Creating a space of safety is important to help the griever feel safe “enough to cry, safe enough not to be perfect,” she said. For those around the person grieving, it’s important to respect the fact that this person is scattered and needs time to heal. Often people judge the person grieving, because they remember what they were like before the tragedy. Comparing someone to what he or she used to be is not healthy. Support that person, she said, and help them find themselves again.

Recovery

“Love is the essence of our existence; love is the most important energy of life itself,” Savitri said.

When you are relying on loved ones to love you during the grieving process, it can be extremely difficult. That person who once supported and loved you may no longer be there. Yes, we can rely on our friends and family for support and comfort but the healing process will take time, so patience and caring for your health is necessary.
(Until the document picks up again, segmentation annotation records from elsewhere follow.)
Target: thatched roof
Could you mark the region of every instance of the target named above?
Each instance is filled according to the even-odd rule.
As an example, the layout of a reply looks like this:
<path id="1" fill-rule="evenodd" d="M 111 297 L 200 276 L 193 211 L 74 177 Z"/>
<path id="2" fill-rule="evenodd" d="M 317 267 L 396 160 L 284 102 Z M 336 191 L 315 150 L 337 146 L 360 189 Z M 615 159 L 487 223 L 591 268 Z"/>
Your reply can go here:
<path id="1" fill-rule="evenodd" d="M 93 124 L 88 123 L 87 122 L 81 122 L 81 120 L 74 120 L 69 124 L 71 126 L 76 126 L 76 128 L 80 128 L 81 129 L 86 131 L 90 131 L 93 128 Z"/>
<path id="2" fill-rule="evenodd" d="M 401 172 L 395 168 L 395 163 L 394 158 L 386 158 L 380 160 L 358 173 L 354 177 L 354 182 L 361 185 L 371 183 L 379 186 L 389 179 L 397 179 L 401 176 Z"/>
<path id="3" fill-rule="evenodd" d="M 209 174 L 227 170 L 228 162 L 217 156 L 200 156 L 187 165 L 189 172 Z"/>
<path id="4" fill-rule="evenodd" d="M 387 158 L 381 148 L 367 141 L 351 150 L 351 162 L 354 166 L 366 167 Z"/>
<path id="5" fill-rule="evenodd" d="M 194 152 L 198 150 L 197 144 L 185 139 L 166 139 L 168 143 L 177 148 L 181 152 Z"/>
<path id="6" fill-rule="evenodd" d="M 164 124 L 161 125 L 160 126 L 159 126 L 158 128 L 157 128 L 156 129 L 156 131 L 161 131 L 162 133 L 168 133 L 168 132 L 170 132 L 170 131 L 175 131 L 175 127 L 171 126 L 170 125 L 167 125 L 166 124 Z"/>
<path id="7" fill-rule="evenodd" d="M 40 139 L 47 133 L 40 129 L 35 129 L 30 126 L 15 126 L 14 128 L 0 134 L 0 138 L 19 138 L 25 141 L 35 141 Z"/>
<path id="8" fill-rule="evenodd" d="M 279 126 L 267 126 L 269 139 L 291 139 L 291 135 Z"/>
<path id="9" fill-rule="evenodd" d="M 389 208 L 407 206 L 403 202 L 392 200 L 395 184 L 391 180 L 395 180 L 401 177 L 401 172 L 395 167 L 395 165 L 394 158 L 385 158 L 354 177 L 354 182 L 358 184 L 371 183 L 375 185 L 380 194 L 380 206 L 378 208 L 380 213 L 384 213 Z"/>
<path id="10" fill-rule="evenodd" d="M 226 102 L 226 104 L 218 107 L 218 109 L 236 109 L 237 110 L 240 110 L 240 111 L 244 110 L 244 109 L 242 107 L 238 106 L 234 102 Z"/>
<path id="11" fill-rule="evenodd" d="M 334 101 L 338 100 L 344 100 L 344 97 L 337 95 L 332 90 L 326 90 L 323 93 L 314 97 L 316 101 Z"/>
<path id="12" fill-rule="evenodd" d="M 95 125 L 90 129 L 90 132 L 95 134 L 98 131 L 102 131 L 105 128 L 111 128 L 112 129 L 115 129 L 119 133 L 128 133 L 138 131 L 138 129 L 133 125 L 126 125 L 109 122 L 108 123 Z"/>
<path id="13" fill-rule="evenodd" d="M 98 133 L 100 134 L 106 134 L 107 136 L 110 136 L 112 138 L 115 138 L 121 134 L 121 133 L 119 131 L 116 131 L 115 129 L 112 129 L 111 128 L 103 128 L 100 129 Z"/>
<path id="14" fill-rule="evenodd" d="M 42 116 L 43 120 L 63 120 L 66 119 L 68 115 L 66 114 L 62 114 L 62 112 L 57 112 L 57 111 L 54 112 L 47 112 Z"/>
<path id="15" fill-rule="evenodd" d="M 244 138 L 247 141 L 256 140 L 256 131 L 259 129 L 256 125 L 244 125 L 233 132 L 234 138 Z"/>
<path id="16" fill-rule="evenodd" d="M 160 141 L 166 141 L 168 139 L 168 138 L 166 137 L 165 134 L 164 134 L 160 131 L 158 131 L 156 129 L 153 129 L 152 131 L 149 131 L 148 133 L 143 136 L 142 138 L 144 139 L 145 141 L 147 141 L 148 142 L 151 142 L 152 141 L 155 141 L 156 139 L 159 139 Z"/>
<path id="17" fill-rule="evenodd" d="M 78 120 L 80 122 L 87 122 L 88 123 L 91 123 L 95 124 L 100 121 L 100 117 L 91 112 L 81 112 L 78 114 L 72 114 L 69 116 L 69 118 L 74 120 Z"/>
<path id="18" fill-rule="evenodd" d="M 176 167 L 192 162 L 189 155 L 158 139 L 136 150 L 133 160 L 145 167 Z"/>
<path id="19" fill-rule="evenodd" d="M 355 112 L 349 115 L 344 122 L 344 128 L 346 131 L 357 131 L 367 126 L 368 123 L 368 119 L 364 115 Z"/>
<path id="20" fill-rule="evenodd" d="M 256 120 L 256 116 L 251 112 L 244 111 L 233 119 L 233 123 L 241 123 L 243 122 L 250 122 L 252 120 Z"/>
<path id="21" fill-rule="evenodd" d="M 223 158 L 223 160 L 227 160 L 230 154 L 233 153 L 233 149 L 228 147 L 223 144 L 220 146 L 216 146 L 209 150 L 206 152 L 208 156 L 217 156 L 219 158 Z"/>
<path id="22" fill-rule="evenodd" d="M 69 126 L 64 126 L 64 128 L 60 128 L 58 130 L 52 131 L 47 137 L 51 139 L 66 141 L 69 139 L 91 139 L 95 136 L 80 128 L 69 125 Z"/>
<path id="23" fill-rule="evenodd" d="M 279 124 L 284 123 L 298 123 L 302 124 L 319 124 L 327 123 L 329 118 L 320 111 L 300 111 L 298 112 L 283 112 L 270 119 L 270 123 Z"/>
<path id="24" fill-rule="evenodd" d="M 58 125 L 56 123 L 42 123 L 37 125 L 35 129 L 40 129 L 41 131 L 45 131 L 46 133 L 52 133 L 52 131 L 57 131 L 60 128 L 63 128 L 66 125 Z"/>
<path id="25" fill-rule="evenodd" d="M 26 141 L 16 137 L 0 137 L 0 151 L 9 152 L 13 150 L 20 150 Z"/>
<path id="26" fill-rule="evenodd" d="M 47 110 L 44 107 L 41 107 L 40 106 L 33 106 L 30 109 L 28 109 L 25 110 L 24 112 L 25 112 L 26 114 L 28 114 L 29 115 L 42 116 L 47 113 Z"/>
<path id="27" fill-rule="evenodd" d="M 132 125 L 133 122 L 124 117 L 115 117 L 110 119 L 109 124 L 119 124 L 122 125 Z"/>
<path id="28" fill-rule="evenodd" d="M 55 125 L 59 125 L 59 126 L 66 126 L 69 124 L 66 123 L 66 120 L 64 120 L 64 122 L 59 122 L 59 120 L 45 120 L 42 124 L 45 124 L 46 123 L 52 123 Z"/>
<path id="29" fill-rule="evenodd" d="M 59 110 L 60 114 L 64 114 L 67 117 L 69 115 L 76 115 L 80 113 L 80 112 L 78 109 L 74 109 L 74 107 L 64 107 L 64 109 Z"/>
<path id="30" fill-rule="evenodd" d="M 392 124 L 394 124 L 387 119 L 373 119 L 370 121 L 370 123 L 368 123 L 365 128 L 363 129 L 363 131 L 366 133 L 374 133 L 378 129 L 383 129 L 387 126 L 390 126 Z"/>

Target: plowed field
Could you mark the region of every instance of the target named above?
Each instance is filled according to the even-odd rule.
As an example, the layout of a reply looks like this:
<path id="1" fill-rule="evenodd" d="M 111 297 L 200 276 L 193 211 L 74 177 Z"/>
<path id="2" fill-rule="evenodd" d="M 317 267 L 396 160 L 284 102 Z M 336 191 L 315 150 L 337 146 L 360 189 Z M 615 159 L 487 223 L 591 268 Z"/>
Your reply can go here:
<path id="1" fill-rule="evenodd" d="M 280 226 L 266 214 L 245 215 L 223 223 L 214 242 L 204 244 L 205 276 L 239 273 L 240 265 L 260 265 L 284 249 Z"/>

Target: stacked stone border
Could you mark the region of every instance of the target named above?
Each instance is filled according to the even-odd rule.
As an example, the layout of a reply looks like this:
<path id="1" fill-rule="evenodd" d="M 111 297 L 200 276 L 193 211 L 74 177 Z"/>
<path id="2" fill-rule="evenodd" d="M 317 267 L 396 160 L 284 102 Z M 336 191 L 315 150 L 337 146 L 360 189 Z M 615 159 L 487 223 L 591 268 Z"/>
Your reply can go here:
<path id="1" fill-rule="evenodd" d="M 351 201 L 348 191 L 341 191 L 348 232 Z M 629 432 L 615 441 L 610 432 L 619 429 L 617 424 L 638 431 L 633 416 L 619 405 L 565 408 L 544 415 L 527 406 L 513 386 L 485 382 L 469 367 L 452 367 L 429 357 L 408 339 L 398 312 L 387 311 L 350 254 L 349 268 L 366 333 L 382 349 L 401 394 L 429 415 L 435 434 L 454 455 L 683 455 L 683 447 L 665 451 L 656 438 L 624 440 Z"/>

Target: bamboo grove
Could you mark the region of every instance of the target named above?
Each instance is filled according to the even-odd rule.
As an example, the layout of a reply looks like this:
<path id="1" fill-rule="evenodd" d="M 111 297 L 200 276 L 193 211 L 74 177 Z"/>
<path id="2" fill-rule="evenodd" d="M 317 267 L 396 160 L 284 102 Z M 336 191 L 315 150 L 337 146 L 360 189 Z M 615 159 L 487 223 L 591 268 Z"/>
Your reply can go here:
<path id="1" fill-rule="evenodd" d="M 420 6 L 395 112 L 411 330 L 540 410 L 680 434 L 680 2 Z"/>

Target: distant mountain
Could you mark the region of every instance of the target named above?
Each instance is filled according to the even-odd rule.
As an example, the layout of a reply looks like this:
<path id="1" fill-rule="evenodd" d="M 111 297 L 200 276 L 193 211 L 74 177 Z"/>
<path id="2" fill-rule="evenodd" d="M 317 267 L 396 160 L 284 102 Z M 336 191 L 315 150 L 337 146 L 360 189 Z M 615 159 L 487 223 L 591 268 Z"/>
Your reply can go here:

Beginning anew can be hard, but everyone can find a way to heal, for Savitri it’s meditation.

Methods of healing

There are many helpful methods to start the healing process. For example, getting massages “because you are missing [her/his] touch.” When you are in a state of shock, the body tightens and you slowly lose connection with your own skin. Your nervous system and your skin become very tight. In a deep state of grief, the whole body gets sick. You get the sense that the world is not safe, so when someone touches you in a very safe way, it can be a very positive experience. Using water as a way of healing is also good. For example, being in a bathtub soothes the nerves. Exercises, and specifically yoga, that benefit your emotional, mental and physical state of body and mind can play a key role in your healing journey. Also, walks, bright colors, laughter and eating healthy are all good tools to help you get your life and energy back.

Conversations

Sharing your grief with someone else is another healing tool. Talking about your feelings is important, especially with people who are looking out for your best interest. Talk about the changes happening within you. Being open and feeling heard can be very helpful.

For someone who saw death in a non-peaceful way, Savitri has had to look at life from a very different angle. Talking about it and sharing her story has helped her, and others. Now she understands death and doesn’t fear it, which has helped her cope. Her Heartfull Meditation sessions have been the key to helping her live in peace.